Ball #2: The federal government. Concurrently, the federal government is investigating urine testing billed to Medicare. In 2015, Millennium Health paid $256 million to resolve alleged violations of the False Claims Act for billing Medicare and Medicaid for medically unnecessary urine drug and genetic testing. I wonder if Millennium bought a urinalysis machine from CLC…
Ball #3: The state governments. Many state governments are investigating urine testing billed to Medicaid. Here are a few examples:
New Jersey: July 12, 2016, a couple and their diagnostic imaging companies were ordered to pay more than $7.75 million for knowingly submitting false claims to Medicare for thousands of falsified diagnostic test reports and the underlying tests.

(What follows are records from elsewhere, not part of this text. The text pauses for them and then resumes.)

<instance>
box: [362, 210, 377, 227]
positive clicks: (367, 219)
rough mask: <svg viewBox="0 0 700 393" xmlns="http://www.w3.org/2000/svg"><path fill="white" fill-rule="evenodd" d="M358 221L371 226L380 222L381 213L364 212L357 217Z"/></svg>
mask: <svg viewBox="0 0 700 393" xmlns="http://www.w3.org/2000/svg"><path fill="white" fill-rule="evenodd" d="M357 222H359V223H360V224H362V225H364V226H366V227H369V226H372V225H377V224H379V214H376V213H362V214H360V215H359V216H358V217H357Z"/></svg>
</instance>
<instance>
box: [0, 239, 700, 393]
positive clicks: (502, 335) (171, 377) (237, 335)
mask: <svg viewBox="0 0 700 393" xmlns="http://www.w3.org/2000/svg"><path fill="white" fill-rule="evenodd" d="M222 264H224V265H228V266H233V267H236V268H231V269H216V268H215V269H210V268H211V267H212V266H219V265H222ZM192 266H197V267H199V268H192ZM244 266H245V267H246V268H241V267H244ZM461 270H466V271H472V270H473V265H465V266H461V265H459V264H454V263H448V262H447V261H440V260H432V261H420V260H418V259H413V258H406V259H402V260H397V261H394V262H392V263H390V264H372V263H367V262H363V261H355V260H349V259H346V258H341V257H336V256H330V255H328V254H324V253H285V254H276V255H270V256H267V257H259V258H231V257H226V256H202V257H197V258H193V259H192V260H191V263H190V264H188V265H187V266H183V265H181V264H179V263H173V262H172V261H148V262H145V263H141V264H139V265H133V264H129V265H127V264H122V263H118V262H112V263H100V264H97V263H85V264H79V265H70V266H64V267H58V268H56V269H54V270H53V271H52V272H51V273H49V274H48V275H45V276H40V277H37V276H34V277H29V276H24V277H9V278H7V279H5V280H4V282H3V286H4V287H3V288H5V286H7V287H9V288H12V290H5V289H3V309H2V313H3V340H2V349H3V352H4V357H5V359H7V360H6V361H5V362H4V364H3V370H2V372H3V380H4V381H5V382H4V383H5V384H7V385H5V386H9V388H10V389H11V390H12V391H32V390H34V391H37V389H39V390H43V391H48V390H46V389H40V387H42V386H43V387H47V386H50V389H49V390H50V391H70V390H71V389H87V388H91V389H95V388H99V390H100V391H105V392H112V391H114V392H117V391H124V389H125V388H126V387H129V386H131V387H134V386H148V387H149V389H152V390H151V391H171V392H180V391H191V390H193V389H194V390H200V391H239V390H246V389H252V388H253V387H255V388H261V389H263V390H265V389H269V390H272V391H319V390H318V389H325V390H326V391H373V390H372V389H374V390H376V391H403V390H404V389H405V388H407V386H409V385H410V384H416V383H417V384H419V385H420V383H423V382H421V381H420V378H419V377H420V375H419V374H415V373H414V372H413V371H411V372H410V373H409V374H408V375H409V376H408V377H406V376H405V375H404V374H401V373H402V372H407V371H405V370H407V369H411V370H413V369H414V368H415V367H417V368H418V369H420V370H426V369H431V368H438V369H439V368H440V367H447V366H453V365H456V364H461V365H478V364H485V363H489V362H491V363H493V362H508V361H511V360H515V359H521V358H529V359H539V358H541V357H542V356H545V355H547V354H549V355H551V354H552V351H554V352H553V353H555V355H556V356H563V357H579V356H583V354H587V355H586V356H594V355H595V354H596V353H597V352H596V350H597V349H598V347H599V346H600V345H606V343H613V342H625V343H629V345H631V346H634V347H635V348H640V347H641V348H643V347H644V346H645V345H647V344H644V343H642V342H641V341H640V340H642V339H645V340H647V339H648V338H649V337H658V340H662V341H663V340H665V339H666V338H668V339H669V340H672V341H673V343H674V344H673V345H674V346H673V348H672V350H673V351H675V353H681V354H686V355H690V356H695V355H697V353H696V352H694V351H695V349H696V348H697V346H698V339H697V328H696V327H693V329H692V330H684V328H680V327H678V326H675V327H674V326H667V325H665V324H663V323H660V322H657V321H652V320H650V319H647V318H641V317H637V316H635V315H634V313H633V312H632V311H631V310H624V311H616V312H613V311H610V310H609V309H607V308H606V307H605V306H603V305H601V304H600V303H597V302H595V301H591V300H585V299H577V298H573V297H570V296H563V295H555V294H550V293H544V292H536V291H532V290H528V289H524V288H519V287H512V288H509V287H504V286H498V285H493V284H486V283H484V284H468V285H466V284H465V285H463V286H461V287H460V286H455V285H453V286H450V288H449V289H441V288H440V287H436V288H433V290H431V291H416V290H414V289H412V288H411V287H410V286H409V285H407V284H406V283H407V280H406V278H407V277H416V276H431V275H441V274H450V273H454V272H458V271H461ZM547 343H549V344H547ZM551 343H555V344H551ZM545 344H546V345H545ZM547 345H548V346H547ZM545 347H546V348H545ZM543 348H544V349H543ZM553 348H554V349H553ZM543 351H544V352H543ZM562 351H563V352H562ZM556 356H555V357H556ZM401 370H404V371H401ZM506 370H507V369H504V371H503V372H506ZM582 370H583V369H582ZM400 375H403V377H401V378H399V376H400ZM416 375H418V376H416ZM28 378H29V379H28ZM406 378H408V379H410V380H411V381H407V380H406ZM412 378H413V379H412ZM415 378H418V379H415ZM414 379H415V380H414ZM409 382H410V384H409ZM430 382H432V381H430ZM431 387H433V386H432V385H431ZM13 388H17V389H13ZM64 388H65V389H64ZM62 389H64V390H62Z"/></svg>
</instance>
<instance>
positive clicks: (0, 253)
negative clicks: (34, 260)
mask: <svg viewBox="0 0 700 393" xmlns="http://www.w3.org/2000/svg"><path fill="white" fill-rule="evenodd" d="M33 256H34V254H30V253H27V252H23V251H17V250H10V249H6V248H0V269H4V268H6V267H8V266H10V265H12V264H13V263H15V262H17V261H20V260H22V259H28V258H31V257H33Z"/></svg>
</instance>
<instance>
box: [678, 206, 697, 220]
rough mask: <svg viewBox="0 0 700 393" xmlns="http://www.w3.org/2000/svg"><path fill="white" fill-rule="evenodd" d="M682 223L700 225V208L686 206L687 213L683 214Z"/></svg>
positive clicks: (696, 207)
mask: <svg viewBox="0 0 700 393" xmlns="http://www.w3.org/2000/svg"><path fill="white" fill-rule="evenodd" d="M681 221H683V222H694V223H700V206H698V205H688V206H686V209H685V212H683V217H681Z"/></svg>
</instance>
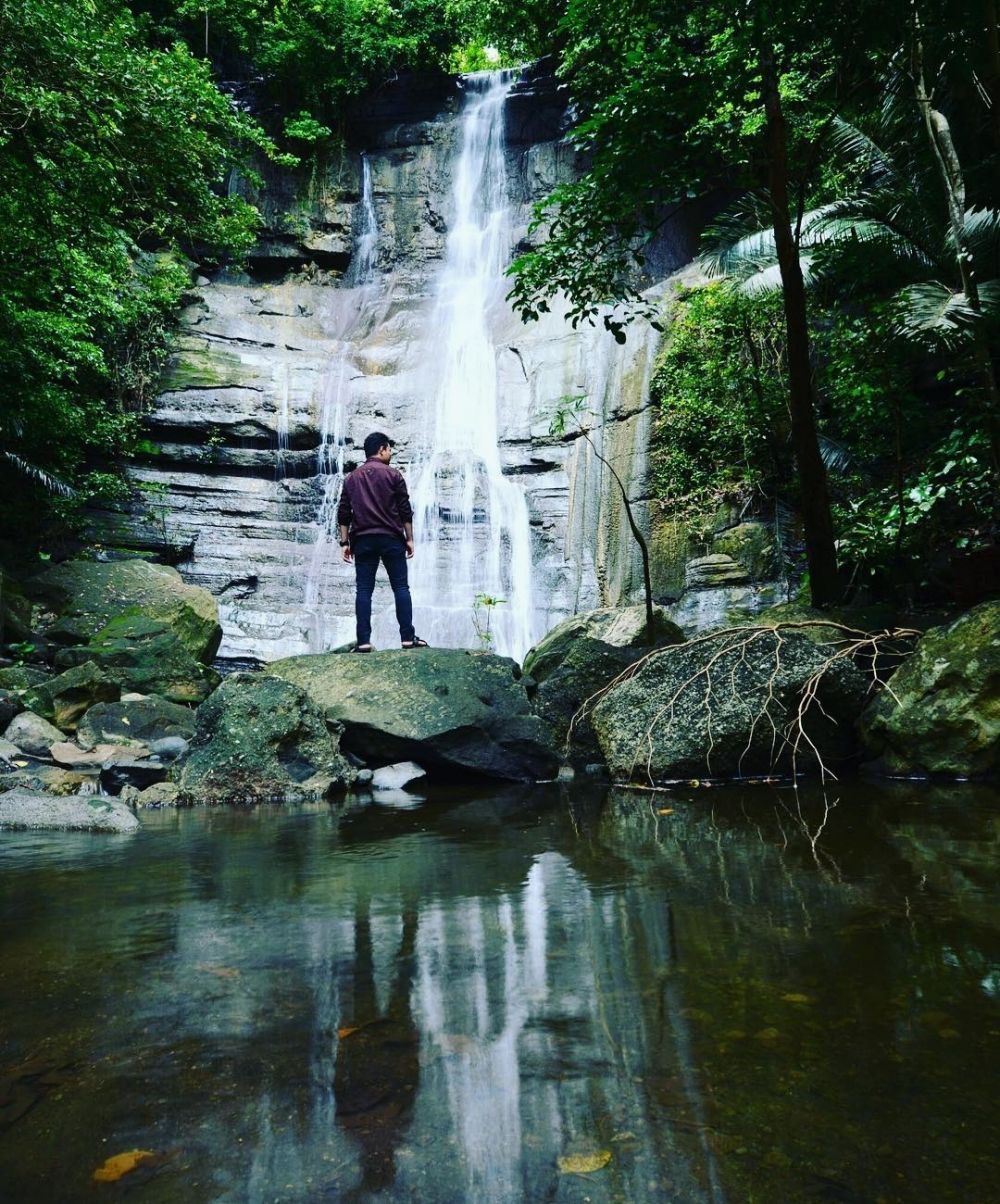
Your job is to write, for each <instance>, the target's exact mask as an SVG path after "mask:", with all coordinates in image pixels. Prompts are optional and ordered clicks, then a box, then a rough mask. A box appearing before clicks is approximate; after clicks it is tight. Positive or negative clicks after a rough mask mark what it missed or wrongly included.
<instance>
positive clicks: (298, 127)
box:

Oklahoma: July 10, 2016, the Oklahoma attorney general’s office announced that it is investigating a group of laboratories involved in the state’s booming urine testing industry.
Tennessee: April 2016, two lab professionals from Bristol, Tenn., were convicted of health care fraud in a scheme involving urine tests for substance abuse treatments.
If you are a pain management physician, here are a few recommendations to, not necessarily avoid an audit (because that may be impossible), but recommendations on how to “win” an audit:
- Document, document, document. Explain why the urine test is medically necessary in your documents. An auditor is less likely to question something you wrote at the time of the testing, instead of well after the fact.
- Double check the CPT codes. These change often.
- Check your urinalysis machine. Who manufactured it? Is it performing accurately?
- Have an experienced, knowledgeable, health care attorney. Do not wait for the results of the audit to contact an attorney.
And, perhaps, the most important – Do NOT just accept the results of an audit. Especially with allegations involving medical necessity…there are so many legal defenses built into regulations!! You turn around and throw a bouncy ball really high – and then…wallop them!!